Pauli Murray and Eleanor Roosevelt: A Friendship Built on Social Activism
The surprising friendship between a leading African-American activist from Durham and the first lady of the United States has never before attracted a lot of attention from scholars. But now a new book explores how Pauli Murray and Eleanor Roosevelt helped alter the course of race and racism in Ameria.
Patricia Bell-Scott, professor emerita of women’s studies and human development and family science at the University of Georgia, was on campus this week for two events discussing her new book "The Firebrand and the First Lady" and about her 30-year career as a scholar.
The book has received positive reviews for showing how the friendship between the women advanced the cause of civil rights for women and blacks.
Pauli Murray first saw Eleanor Roosevelt in 1933, at the height of the Depression, at a government-sponsored, 200-acre camp for unemployed women where Murray was living, something the first lady had pushed her husband to set up in her effort to do what she could for working women and the poor. The first lady appeared one day unannounced, behind the wheel of her car, her secretary and a Secret Service agent her passengers.
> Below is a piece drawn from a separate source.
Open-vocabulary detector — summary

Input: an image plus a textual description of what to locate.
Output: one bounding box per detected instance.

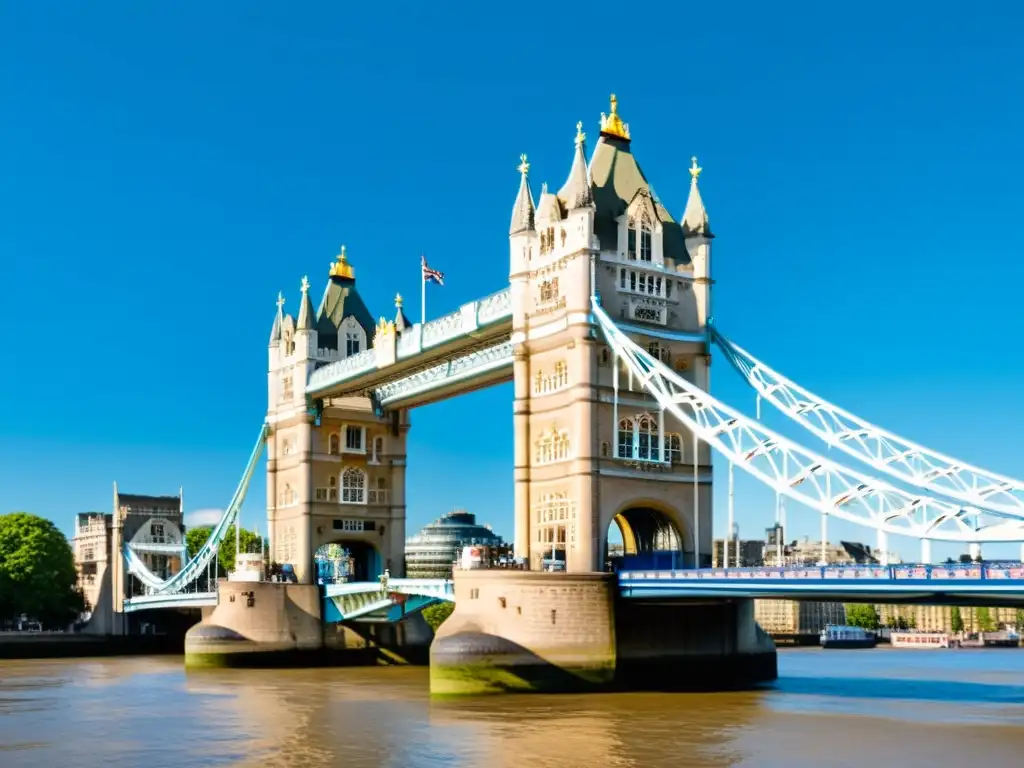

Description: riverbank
[0,632,184,658]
To Murray, then aged 23, Roosevelt’s self-assurance was a symbol of women’s independence, a symbol that endured throughout Murray’s life, Bell-Scott said.
Bell-Scott discussed the friendship during a conversation Tuesday night at Smith Warehouse sponsored by the Pauli Murray Project, an effort of the Duke Human Rights Center at the Franklin Humanities Institute.
Patricia Bell-Scott speaks Tuesday at the Smith Warehouse about her new dual biography of Murray and Roosevelt.
Bell-Scott spent two decades conducting research for the book. She talked about the friendship between Murray and Roosevelt on WUNC-FM. Reviews of the book can be found in the New York Times and the Wall Street Journal.
In a second talk, held Wednesday in Rubenstein Library, Bell-Scott addressed graduate students about lessons from her research career (below). Bell-Scott reflected on the challenges and rewards of doing life history research, how one's relationship to the subject changes over time, and the factors that influenced her methodology for carrying out the research.